Пётр глядел вниз и думал о том, что сейчас его ровные пацаны остались тусить дальше на сквоте, а он сейчас тут со своей неклёвой бабкой, а мог бы ещё стаканчик опрокинуть, да и Катька так заинтересованно смотрела.


———————————————


Таксист медленно подъехал к парадному, да и затормозил, приглушив свет.

Он увидел, как медленно открывается дверь, оттуда, пятясь, выбирается какой-то молодчик, да и идёт в сторону мусорных баков, неся перед собой на вытянутых руках пакет с чем-то бесформенным.

Когда шум от резонирующих баков поутих, а собаки успокоились, то молодчик вздохнул, выкинул сигарету, да бодро начал пробиваться через сугробы к автомобилю.


Распахнулась задняя дверь и молодчик произнёс: “Трогай к друзьям дядя!Да музыку погромче сделай!” -поудобнее устраивясь на днем сиденье. Он много шмыргал носом, часто трогал ноздри и было похоже на то, что он чем-то сильно взбудоражен, но не сильно обращает внимания на то, что творится вокруг него.Например он не обратил внимания на то, что таксист не сделал музыку ни тише, не громче, а просто поменял канал. Теперь из колонок негромко играли арфы и о чём-то уныло пиликала скрипка.

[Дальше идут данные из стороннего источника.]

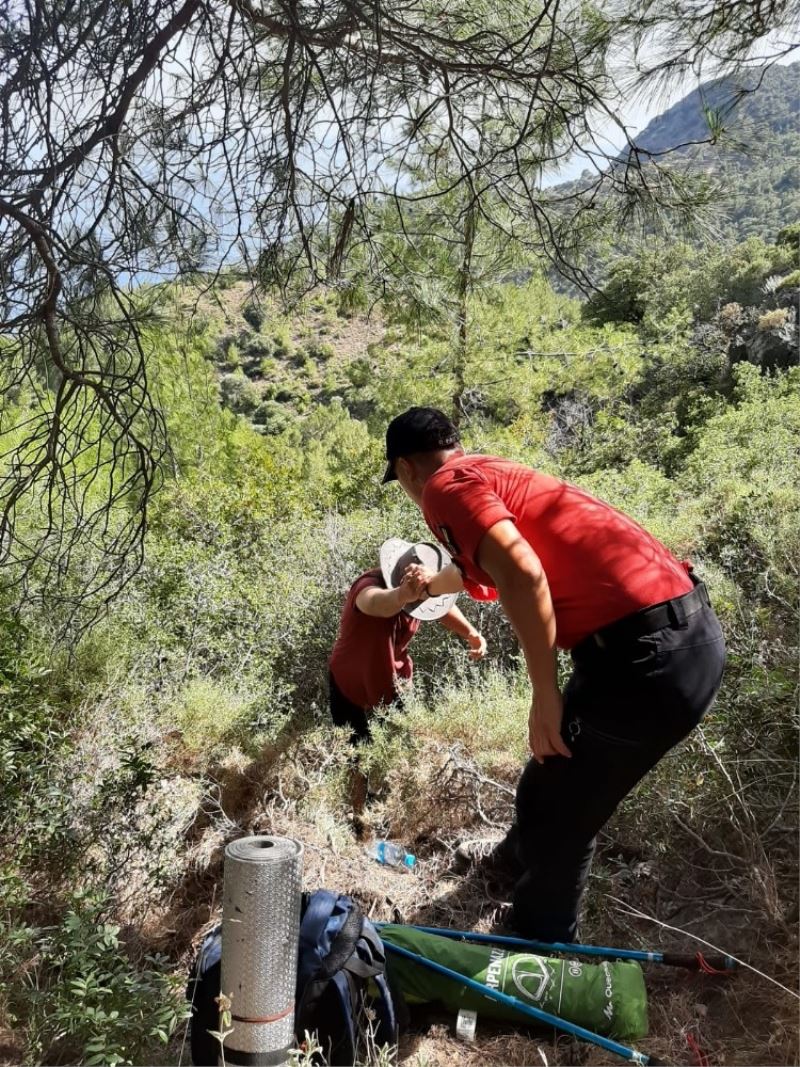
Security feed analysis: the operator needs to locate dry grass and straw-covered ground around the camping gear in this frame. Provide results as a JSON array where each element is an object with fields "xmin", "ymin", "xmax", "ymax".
[{"xmin": 149, "ymin": 736, "xmax": 798, "ymax": 1067}]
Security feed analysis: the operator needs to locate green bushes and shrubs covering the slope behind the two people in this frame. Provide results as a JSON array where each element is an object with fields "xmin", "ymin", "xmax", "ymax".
[{"xmin": 0, "ymin": 229, "xmax": 800, "ymax": 1063}]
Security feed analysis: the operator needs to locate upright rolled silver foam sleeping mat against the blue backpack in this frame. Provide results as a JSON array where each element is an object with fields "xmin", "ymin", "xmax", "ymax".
[{"xmin": 221, "ymin": 837, "xmax": 303, "ymax": 1067}]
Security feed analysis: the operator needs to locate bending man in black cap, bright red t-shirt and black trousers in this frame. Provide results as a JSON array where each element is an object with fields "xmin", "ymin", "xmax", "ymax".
[{"xmin": 384, "ymin": 408, "xmax": 724, "ymax": 941}]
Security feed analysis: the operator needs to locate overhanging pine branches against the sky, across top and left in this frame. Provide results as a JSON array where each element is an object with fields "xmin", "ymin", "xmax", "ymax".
[{"xmin": 0, "ymin": 0, "xmax": 797, "ymax": 618}]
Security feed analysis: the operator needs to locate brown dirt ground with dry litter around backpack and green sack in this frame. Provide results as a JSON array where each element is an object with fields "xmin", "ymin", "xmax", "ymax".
[{"xmin": 164, "ymin": 738, "xmax": 798, "ymax": 1067}]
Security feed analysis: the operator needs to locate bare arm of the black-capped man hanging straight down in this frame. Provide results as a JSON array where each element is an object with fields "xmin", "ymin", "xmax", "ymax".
[{"xmin": 477, "ymin": 519, "xmax": 571, "ymax": 763}]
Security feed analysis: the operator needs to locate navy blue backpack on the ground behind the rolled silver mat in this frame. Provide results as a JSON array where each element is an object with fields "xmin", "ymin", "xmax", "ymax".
[{"xmin": 187, "ymin": 889, "xmax": 404, "ymax": 1067}]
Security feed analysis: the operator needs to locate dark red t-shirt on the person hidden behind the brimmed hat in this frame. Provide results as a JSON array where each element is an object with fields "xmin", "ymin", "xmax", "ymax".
[{"xmin": 329, "ymin": 570, "xmax": 419, "ymax": 708}]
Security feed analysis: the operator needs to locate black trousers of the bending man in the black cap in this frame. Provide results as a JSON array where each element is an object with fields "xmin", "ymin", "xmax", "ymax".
[{"xmin": 503, "ymin": 602, "xmax": 725, "ymax": 941}]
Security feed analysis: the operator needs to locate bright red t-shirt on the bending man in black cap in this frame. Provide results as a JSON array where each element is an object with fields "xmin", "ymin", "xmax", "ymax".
[{"xmin": 422, "ymin": 456, "xmax": 692, "ymax": 649}]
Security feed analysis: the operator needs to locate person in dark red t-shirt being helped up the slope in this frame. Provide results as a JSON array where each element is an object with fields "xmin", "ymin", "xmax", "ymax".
[{"xmin": 329, "ymin": 569, "xmax": 486, "ymax": 819}]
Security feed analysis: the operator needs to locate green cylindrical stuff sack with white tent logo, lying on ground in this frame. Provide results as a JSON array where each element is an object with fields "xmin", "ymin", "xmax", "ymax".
[{"xmin": 380, "ymin": 925, "xmax": 647, "ymax": 1040}]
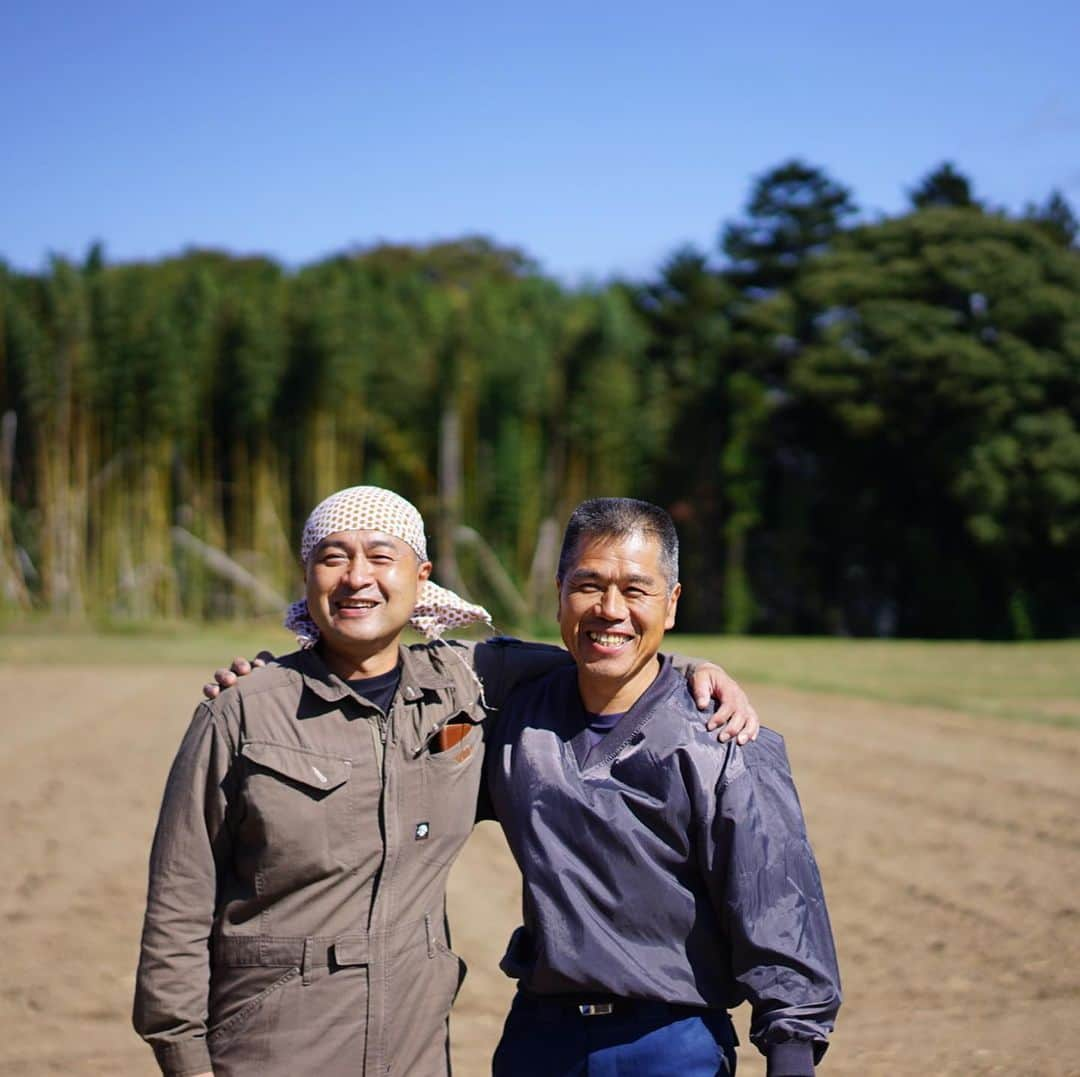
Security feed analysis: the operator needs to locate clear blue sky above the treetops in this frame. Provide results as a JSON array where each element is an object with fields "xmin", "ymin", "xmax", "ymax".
[{"xmin": 0, "ymin": 0, "xmax": 1080, "ymax": 281}]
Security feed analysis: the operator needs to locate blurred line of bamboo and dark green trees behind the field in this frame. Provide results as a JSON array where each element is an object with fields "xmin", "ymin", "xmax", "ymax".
[{"xmin": 0, "ymin": 161, "xmax": 1080, "ymax": 638}]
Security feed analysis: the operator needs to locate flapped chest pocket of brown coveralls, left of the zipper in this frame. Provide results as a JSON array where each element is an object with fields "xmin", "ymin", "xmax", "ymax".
[{"xmin": 241, "ymin": 741, "xmax": 354, "ymax": 885}]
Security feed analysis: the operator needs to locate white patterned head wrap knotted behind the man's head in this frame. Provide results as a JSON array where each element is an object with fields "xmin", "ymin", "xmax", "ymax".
[{"xmin": 285, "ymin": 486, "xmax": 491, "ymax": 647}]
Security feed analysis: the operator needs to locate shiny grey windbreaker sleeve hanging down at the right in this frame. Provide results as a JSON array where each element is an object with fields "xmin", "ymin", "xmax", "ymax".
[{"xmin": 710, "ymin": 729, "xmax": 840, "ymax": 1077}]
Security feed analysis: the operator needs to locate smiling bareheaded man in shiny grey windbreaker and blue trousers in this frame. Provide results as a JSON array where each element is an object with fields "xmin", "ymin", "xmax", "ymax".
[{"xmin": 488, "ymin": 498, "xmax": 840, "ymax": 1077}]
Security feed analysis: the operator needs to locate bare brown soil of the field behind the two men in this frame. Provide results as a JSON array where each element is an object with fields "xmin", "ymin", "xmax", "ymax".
[{"xmin": 0, "ymin": 667, "xmax": 1080, "ymax": 1077}]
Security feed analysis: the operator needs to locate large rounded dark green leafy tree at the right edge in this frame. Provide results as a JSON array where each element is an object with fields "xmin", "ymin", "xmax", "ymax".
[{"xmin": 792, "ymin": 208, "xmax": 1080, "ymax": 635}]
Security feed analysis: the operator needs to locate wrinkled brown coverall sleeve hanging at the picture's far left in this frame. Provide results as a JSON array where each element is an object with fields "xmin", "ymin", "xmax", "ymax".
[{"xmin": 133, "ymin": 704, "xmax": 233, "ymax": 1077}]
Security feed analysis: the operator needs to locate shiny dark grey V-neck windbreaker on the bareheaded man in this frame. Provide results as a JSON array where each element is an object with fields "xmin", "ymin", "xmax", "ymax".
[{"xmin": 488, "ymin": 660, "xmax": 840, "ymax": 1074}]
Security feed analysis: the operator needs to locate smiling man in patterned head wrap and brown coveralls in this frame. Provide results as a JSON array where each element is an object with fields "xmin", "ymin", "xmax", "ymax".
[{"xmin": 134, "ymin": 486, "xmax": 760, "ymax": 1077}]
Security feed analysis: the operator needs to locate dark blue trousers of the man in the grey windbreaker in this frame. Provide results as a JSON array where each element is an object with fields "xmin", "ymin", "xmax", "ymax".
[{"xmin": 491, "ymin": 992, "xmax": 737, "ymax": 1077}]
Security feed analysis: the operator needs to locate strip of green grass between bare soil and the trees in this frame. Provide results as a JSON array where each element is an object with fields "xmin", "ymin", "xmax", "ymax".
[{"xmin": 0, "ymin": 619, "xmax": 1080, "ymax": 727}]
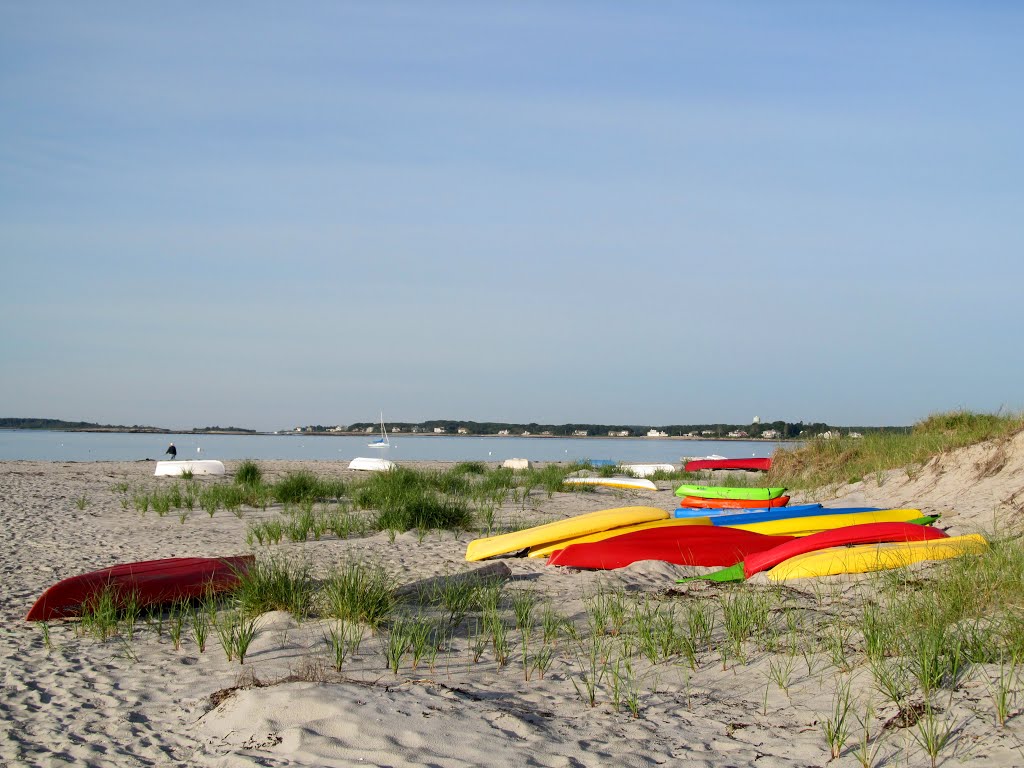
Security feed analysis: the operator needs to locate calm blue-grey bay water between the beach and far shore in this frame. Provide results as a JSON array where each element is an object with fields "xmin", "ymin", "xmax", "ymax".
[{"xmin": 0, "ymin": 430, "xmax": 779, "ymax": 463}]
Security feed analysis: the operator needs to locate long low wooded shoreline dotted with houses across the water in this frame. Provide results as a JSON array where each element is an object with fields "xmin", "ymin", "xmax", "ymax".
[{"xmin": 335, "ymin": 419, "xmax": 909, "ymax": 439}]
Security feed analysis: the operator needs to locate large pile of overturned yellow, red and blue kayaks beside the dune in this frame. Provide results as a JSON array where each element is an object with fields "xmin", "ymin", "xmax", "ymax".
[{"xmin": 466, "ymin": 486, "xmax": 987, "ymax": 581}]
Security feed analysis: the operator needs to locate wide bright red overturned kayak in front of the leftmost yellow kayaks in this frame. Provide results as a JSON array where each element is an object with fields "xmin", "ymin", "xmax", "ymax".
[{"xmin": 548, "ymin": 525, "xmax": 793, "ymax": 570}]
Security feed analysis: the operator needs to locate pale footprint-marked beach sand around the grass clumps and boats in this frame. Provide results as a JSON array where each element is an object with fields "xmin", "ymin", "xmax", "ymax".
[{"xmin": 0, "ymin": 442, "xmax": 1024, "ymax": 768}]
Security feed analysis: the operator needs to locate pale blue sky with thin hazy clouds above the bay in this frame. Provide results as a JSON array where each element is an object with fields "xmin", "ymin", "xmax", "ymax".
[{"xmin": 0, "ymin": 0, "xmax": 1024, "ymax": 429}]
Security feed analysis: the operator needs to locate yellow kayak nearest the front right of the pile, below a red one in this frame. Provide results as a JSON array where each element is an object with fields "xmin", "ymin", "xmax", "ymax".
[{"xmin": 768, "ymin": 534, "xmax": 988, "ymax": 582}]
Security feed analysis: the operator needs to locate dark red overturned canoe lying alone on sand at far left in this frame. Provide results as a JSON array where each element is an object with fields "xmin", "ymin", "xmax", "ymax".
[{"xmin": 25, "ymin": 555, "xmax": 254, "ymax": 622}]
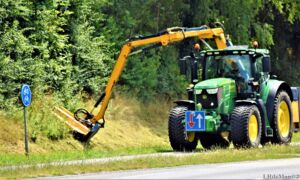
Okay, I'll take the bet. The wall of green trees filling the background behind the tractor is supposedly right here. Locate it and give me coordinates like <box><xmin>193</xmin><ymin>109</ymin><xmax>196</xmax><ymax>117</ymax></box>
<box><xmin>0</xmin><ymin>0</ymin><xmax>300</xmax><ymax>139</ymax></box>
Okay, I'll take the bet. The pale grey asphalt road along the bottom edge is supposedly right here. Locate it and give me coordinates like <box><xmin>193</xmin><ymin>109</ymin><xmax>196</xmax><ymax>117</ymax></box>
<box><xmin>40</xmin><ymin>158</ymin><xmax>300</xmax><ymax>180</ymax></box>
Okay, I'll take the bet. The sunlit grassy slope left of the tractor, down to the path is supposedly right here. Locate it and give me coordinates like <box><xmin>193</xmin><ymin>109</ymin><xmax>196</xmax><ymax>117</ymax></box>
<box><xmin>0</xmin><ymin>96</ymin><xmax>172</xmax><ymax>165</ymax></box>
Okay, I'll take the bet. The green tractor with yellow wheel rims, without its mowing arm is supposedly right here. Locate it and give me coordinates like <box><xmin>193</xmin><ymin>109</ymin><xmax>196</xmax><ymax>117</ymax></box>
<box><xmin>168</xmin><ymin>46</ymin><xmax>300</xmax><ymax>151</ymax></box>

“А чё, дядя? Ты давно таксуешь? Слышал, бомбилы нормально получают сейчас?” - зрачки Петра были подозрительно расширены, речь сбивчива и он часто и резко менял тему.


“Таксую уже давно. Раньше, чем ты родился. А получаю по таксе - две монеты за поездку.”-негромко произнёс таксист и продолжил:


“А ты Пётр. Как давно ты стал заниматься, чем сейчас и почему бросил секцию? Нам недалеко ехать осталось, так что ты бы рассказал, пока время есть.” - пассажир как-то приутих, посмотрел внимательно в затылок таксисту, и произнёс:


“Да вот. Как из путяги ушёл, так и началось. Сначала работы не было и не было на секцию денег, а потом была работа, да времени на секцию не осталось. А вы с какой целью интересуетесь?”


“Да вот решаю, куда тебя везти. Пока еду прямо, но лихорадочно думаю, как бы развернуться. Но да ладно. Ты не молчи на меня Пётр, ты говори со мной. Я бы рад молча довезти тебя до конечной точки, высадить, да и отправиться восвояси, но что-то не так здесь. Надо разобраться.” - и, посмотрев в зеркало заднего вида на притихшего Петра, таксист решил уточнить:


“Ты скажи, Пётр. Ты зачем бабулю то свою укокошил? Она же тебе в микроволновке котлеток оставила. С Пюрешкой. А ты взял, в комнату прошёл не разувшись, разнюхался шпеком, да бабулю то о косяк дверной и приголубил. Зачем? Она же с тобой мириться шла, а ты это как агрессию расценил. Вон, опять же. Ты шмотки свои в мусорный контейнер выбросил? Выбросил. А ботинки, ботиночки то кто будет менять?” - таксист неодобрительно крякнул и, закурив сигарету, выпустил клуб сизого дыма витать по салону. Пётр закашлялся. Ещё раз ухмыльнувшись, таксист глянул на Петра, да решил ему последний вопрос задать:


“Вот ты скажи мне. Ты по бабуле, по Тамаре Фёдоровне скучать будешь?” - Пётр, насупившись, вытер выступившие слёзы и неразборчиво что-то пробормотал:

“НЕ СЛЫШУ!” - крикнул во всю глотку таксист:

“БУДУ” - ответил ему Пётр:


Таксист удовлетворённо кивнул и, лихо завернув баранку, произнёс:

“Ну тогда поехали. Самое время тебе скорую вызывать.”


———————————————


Врач кареты скорой помощи Мангалова О.А. смотрела по очереди то на сухонькую старушку с черепно-мозговой травмой, которую подключали к капельнице в машине, то на подростка лет шестнадцати, который был одет в спортивный костюм, гриндерсы, да шапку, из под которой торчала неумело наложенная повязка, делавшая похожим его на матроса с Потёмкина.

Мангалова О.А. заострила внимание на пареньке, и спросила его:

“А как так получилось, что травма и у вас и у неё, потеря сознания и у вас, и у неё, а скорую вызывала она. Хотя вас я вижу сидящим здесь и судорожно сжимающим монеты в руке, а она лежит на носилках и видно, что ей оказывали, пусть и неумело, медицинскую помощь?”


“Да как-то знаете ли, развернуло и сознание потерял.” - Пётр уставился в землю между ботинок, судорожно сжал монеты в руке, и вспомнил последнюю фразу, которую бросил ему таксист:

“Ну ты это. Больше не балуй. А то в следующий я не посмотрю, что ты раскаиваешься, а сразу повезу. А если бы бабуля уже конкьи откинула, и с тобой тут ехала? Живи пока. Увидимся лет через десять.”